The pedicle width and lateral mass thickness were larger at all levels in women in the CSM group than in those in the control group but not significantly different in men. The transverse foraminal diameter was smaller in both men and women in the CSM group. All osseous parameters, including the pedicle, lateral mass, and vertebrae, were larger at most cervical levels in women in the CSM group than in those in the control group (Fig. 3).

Figure 3.

Specific differences in bony morphology in women with and without cervical spondylotic myelopathy.

Many authors have reported sex differences in cervical spine morphology[14],[16],[18],[19]). In 1956, Wolf et al. pointed out that cord compression is likely to be present when the sagittal spinal canal diameter is ≤ 10 mm[1]). Payne and Spillane[2]) reported that the initial size of the canal was a factor in myelopathy, while Hinck et al[4]) defined “developmental stenosis” as a factor. Most patients with CSM have been found to have a small sagittal diameter of the cervical spinal canal[3-7],[27],[28]). However, DCS is still controversial in terms of its definition and period of onset because the specific bony morphology of the cervical spine has not been clarified in the average population or patients with cervical myelopathy. Therefore, the results of our study can be used to confirm the cervical spine morphology in patients with CSM and to determine the features of CSM in relation to those with a healthy spine.

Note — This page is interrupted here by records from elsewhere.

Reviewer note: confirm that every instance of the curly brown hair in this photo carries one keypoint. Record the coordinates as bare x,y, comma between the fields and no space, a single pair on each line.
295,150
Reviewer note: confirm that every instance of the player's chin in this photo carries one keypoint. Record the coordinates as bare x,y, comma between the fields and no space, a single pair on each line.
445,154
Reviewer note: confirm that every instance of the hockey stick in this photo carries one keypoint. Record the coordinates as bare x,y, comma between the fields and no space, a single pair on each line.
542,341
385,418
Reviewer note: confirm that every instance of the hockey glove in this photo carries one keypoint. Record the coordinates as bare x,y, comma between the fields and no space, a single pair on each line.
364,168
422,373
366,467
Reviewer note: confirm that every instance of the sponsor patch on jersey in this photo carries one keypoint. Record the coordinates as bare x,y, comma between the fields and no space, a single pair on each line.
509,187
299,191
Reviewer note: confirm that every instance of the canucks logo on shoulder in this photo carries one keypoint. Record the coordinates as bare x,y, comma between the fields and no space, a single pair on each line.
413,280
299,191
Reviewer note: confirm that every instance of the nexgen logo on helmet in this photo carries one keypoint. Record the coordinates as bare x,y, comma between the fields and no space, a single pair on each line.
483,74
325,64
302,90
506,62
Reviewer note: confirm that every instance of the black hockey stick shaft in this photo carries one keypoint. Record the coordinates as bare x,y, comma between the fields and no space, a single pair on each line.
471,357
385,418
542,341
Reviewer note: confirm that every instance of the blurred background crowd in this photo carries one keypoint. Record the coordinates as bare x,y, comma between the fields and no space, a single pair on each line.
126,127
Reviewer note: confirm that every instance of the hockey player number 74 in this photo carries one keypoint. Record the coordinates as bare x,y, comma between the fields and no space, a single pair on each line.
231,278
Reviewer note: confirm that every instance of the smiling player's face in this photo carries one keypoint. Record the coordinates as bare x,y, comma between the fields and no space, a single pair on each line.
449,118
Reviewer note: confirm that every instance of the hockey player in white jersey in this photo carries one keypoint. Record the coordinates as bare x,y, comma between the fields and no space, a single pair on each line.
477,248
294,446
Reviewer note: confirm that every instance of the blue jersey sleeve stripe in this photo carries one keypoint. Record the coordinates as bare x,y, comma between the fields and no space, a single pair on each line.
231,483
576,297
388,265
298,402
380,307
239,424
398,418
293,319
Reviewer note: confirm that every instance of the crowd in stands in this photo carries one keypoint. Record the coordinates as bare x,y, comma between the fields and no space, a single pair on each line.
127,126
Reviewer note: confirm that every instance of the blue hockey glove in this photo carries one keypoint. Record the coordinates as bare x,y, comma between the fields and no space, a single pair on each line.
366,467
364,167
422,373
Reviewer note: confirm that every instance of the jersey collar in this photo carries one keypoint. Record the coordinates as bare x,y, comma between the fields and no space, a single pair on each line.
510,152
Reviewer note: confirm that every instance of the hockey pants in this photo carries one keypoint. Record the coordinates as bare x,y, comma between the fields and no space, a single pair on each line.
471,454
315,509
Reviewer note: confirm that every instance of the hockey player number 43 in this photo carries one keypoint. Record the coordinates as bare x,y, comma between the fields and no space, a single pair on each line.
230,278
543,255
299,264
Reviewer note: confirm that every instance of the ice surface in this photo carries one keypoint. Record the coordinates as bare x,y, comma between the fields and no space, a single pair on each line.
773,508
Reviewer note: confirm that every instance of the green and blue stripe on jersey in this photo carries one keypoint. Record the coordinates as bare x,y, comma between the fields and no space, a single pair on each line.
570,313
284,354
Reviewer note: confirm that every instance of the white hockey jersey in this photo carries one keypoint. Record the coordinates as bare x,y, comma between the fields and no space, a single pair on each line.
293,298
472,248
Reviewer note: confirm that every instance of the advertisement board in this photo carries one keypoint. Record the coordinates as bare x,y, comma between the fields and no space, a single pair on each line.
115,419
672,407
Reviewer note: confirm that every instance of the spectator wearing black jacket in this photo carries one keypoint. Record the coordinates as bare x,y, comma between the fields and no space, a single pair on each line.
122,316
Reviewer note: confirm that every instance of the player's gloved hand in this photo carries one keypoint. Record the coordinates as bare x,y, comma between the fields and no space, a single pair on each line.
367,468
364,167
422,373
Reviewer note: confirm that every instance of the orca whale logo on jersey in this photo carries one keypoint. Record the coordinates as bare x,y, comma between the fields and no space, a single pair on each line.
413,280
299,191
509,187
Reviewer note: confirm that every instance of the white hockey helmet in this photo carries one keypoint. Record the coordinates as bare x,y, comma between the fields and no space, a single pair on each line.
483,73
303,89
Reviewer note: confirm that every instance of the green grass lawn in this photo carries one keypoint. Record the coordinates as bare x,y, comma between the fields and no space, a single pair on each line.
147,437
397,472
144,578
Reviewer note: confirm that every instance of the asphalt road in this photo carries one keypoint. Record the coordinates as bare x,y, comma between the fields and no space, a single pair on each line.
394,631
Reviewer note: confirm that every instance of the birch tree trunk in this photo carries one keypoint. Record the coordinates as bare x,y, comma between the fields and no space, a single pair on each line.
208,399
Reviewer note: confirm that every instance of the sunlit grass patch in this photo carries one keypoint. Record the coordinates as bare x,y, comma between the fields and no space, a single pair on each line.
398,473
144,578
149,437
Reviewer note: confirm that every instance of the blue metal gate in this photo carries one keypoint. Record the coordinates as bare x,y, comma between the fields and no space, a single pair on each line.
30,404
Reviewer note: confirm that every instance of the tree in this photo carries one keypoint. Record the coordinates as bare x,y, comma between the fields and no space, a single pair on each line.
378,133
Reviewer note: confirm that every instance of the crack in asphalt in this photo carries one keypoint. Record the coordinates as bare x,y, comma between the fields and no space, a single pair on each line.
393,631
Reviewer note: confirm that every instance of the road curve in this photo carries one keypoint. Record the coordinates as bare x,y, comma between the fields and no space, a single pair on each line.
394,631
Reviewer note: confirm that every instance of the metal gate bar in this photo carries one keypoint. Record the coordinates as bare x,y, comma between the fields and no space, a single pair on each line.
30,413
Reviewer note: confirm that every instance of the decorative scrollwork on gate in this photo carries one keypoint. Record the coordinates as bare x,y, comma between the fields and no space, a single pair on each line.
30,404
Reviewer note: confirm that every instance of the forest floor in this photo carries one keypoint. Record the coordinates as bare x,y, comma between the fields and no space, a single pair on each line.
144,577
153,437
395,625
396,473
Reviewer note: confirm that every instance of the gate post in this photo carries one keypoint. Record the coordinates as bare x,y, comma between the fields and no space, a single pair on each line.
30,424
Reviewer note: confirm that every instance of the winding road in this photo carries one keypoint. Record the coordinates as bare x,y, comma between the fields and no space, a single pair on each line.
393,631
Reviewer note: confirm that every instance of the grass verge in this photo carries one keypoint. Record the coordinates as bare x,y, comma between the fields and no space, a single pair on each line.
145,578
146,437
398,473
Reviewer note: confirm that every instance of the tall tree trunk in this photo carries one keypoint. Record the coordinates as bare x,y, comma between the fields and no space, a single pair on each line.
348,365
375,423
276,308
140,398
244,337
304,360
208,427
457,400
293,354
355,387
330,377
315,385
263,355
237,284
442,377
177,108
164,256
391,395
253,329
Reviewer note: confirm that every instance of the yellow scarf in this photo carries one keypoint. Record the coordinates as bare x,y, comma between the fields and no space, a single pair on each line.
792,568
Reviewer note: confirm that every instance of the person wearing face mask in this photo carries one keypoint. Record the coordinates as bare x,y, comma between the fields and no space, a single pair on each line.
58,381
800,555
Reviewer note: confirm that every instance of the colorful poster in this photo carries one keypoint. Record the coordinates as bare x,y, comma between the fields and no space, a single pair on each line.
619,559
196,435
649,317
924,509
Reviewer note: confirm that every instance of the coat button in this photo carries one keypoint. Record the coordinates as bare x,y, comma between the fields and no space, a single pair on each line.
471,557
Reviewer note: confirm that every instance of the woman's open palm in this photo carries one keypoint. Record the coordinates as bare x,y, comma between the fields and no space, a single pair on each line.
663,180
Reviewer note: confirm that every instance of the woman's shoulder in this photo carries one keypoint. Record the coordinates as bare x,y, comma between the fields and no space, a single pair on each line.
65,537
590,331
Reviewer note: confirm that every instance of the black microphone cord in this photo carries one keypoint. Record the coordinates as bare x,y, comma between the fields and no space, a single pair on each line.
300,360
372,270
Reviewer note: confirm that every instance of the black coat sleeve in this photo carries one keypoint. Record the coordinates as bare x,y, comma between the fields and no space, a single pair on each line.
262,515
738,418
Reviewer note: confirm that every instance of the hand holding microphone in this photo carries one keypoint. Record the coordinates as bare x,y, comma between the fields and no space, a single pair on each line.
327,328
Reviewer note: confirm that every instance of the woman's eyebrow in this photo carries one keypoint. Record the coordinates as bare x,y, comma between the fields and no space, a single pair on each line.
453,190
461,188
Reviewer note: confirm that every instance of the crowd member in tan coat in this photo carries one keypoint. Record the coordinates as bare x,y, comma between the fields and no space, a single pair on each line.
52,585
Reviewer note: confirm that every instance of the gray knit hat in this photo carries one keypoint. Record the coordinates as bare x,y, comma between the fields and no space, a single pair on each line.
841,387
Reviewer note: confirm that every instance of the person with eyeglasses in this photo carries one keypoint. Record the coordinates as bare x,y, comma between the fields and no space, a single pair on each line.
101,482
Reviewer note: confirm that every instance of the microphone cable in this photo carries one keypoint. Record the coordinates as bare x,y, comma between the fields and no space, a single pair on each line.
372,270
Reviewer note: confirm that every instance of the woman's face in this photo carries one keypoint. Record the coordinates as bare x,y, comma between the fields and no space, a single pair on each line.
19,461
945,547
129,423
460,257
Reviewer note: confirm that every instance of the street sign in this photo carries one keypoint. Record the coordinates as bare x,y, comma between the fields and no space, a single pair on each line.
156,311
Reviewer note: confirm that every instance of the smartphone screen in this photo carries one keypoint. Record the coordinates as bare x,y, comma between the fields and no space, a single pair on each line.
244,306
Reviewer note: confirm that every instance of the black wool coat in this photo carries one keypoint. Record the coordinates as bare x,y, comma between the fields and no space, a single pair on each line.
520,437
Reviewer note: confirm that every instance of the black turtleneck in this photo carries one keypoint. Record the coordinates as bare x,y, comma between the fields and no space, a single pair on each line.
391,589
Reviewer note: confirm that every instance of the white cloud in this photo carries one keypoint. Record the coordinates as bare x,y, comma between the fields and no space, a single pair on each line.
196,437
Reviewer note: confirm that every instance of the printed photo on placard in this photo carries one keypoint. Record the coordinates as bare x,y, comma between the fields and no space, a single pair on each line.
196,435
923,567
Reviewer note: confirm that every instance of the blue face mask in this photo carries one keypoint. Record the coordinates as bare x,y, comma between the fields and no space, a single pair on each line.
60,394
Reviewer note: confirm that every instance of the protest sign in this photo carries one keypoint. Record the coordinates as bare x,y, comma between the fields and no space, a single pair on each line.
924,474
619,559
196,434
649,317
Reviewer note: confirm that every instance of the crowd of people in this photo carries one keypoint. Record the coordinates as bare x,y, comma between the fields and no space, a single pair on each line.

Vertebral malformation occurs in humans when somitogenesis is disrupted at the embryonic stage. For example, congenitally fused cervical vertebrae are a primary malformation of the chorda dorsalis and are attributed to defects that take place during the development of the occipital and cervical somites32). Vertebral ossification occurs within one center in the centrum and each half of the neural arch during bone formation in humans. Growth of the posterior elements of the vertebrae, such as the lamina and facet joint, is marked up to the age of approximately 13 years, at which time the osseous tissues finally fuse[29],[30]). For example, stenosis of the spinal canal in achondroplasia is secondary to abnormalities of endochondral ossification, which is responsible for the formation of the vertebral bone structures[31]). Previous research in different ethnic groups has shown that patients with cervical myelopathy typically have a sagittal spinal canal diameter < 12 mm and that this diameter is 2.5 mm smaller in Japanese men than in Caucasian adults[1-5],[12],[13],[18],[19],[26],[27]). A previous study also indicated that spinal canal stenosis might have a genetic predisposition[13]).

Conclusion

Our results suggest that the narrowing of the sagittal spinal canal diameter is a static bony anatomical factor that is a critical feature of CSM morphology. This study also demonstrated the value of calculating the sagittal-transverse ratio of the spinal canal on axial reconstructive CT images. Most osseous parameters in the cervical spine were larger in patients with CSM than in controls. The results of this study may be useful for determining the morphology and features of the cervical spine in patients with CSM.

Conflicts of Interest: The authors declare that there are no relevant conflicts of interest.

Ethical Approval: N/A

Author Contributions: Shunichi Toki, Kosaku Higashino and Hiroaki Manabe drafted this report. Kosuke Sugiura, Fumitake Tezuka, Kazuta Yamashita, Yoichiro Takata, Toshinori Sakai, and Toru Maeda collected the patient data. Natsuo Yasui and Koichi Sairyo made significant revisions to the manuscript. All authors approved the final version of the manuscript submitted for publication.